Na média, a decisão de colocar armas nas mãos dos guardas municipais provocou uma redução na taxa de homicídios de 67 por 100 mil habitantes -na comparação com as cidades brasileiras que não armaram suas guardas.
Em São Paulo, o efeito médio de armar as guardas municipais foi de queda de 31 homicídios por 100 mil habitantes.
O efeito é tanto maior quanto mais altas eram as taxas antes da mudança na lei. Em dez anos, com a adoção das armas, houve queda de 44% na taxa de homicídios por 100 mil habitantes, no grupo de 25% das cidades brasileiras com mais violência. A média, de 71,68 em 2002, passou a 40,15 em 2012. O efeito foi ainda maior no estado de São Paulo: queda de 65%, de 60,73 homicídios por 100 mil habitantes em 2002 para 22,54 em 2012 -também considerando o 1/4 de cidades mais violentas.

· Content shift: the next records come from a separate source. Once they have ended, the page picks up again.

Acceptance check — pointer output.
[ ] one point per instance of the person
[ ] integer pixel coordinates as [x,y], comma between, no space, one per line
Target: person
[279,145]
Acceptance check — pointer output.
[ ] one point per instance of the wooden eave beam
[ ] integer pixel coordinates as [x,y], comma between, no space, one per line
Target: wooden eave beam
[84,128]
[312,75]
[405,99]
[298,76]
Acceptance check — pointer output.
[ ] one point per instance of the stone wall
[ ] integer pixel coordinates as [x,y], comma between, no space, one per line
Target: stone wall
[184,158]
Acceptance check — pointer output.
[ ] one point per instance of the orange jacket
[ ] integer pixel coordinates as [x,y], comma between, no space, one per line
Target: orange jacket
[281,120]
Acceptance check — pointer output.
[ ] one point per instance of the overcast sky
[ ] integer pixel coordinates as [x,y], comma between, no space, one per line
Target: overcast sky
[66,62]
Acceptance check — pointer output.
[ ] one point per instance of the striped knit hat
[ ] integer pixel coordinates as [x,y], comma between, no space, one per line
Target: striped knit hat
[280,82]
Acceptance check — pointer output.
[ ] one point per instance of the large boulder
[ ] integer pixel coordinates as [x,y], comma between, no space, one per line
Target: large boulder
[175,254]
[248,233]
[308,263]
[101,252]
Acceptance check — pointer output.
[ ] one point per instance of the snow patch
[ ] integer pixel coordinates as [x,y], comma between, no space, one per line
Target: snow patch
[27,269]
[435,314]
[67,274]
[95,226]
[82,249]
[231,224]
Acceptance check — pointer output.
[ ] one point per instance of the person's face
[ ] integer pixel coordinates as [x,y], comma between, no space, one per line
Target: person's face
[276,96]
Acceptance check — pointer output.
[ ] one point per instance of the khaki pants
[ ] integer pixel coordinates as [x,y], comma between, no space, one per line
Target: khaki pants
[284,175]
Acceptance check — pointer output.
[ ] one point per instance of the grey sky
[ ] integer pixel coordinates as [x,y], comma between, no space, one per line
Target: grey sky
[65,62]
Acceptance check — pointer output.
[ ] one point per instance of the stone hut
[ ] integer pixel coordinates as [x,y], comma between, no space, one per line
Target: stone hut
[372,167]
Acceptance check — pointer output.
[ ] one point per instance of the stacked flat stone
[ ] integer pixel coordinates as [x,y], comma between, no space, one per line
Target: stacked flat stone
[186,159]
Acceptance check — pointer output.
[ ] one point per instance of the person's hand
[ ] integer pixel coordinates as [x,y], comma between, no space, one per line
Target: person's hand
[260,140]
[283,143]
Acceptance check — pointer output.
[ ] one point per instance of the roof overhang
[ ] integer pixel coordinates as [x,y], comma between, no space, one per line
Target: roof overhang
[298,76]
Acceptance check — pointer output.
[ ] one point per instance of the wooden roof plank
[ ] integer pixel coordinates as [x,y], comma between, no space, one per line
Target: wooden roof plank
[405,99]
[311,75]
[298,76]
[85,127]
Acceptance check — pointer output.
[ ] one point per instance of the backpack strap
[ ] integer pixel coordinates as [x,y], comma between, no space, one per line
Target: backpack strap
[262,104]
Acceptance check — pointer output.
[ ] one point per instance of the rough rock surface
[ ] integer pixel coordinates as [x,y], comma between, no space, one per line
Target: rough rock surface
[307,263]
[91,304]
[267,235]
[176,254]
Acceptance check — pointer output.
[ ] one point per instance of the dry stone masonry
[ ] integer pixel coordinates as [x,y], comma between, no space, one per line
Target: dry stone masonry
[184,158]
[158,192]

A correlação entre a adoção de armas e a redução nos crimes foi calculada pelos professores da FGV Paulo Arvate e André Portela, em estudo apresentado no Encontro Brasileiro de Econometria, no Rio, em dezembro.

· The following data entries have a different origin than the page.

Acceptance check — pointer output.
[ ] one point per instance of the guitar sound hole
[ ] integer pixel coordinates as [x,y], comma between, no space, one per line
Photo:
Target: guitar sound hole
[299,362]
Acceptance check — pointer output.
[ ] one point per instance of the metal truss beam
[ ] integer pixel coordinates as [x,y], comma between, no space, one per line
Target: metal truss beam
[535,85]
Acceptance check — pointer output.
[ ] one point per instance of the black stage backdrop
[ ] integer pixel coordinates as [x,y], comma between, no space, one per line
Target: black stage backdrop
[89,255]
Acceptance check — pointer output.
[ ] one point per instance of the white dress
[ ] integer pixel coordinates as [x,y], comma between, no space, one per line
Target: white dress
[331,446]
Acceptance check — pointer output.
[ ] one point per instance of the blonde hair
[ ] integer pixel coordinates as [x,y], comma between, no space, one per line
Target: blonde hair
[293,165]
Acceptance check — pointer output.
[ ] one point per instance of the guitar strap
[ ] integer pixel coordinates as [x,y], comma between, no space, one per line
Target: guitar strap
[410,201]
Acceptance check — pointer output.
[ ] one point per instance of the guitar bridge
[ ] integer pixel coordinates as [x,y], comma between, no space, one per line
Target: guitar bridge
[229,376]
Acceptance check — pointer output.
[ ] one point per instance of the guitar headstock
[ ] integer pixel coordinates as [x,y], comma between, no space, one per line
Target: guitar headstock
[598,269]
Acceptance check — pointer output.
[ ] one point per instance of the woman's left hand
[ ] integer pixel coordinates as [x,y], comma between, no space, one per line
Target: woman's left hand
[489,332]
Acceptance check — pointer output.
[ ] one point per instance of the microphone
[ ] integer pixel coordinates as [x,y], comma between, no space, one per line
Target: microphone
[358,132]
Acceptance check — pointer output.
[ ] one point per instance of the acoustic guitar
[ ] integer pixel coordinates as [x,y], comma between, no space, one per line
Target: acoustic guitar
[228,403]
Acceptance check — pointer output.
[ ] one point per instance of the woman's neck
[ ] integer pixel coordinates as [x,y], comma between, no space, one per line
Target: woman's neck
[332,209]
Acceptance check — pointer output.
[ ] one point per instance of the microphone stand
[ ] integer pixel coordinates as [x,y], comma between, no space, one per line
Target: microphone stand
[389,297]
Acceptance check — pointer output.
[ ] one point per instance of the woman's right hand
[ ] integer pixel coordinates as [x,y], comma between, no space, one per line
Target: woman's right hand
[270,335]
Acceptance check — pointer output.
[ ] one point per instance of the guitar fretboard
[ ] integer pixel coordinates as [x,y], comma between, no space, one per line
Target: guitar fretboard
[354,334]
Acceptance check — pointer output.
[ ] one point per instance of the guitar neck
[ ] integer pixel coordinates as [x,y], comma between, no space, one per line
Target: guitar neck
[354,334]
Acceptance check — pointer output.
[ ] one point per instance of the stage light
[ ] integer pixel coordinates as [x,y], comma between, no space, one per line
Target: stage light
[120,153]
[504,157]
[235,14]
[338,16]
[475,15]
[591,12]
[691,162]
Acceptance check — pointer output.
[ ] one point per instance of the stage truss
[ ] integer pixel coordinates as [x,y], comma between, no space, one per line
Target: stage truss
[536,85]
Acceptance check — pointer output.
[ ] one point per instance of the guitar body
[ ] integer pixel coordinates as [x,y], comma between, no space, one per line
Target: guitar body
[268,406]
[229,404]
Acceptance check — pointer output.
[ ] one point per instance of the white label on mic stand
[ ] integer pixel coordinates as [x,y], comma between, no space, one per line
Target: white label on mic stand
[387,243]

A mudança na lei permitiu comparar o antes e o depois em cidades semelhantes, mas que tomaram decisões diferentes em relação às armas.
O assunto está no centro do debate público, após decreto do presidente Jair Bolsonaro (PSL) que facilitou a posse de armas.
Arvate, porém, ressalva: “Estudamos o efeito de armas na mão das pessoas certas, dos responsáveis pela segurança pública. A consequência de armar indiscriminadamente as pessoas é muito controversa, segundo os trabalhos já realizados”.
Os economistas analisaram dados entre 2002 e 2012 para comparar cidades brasileiras com guarda municipal que adotaram armas com as que não fizeram mudanças. No país, 771 (16%) das 4.882 cidades fora de regiões metropolitanas têm guarda municipal. Desse grupo, 10% adotaram armas.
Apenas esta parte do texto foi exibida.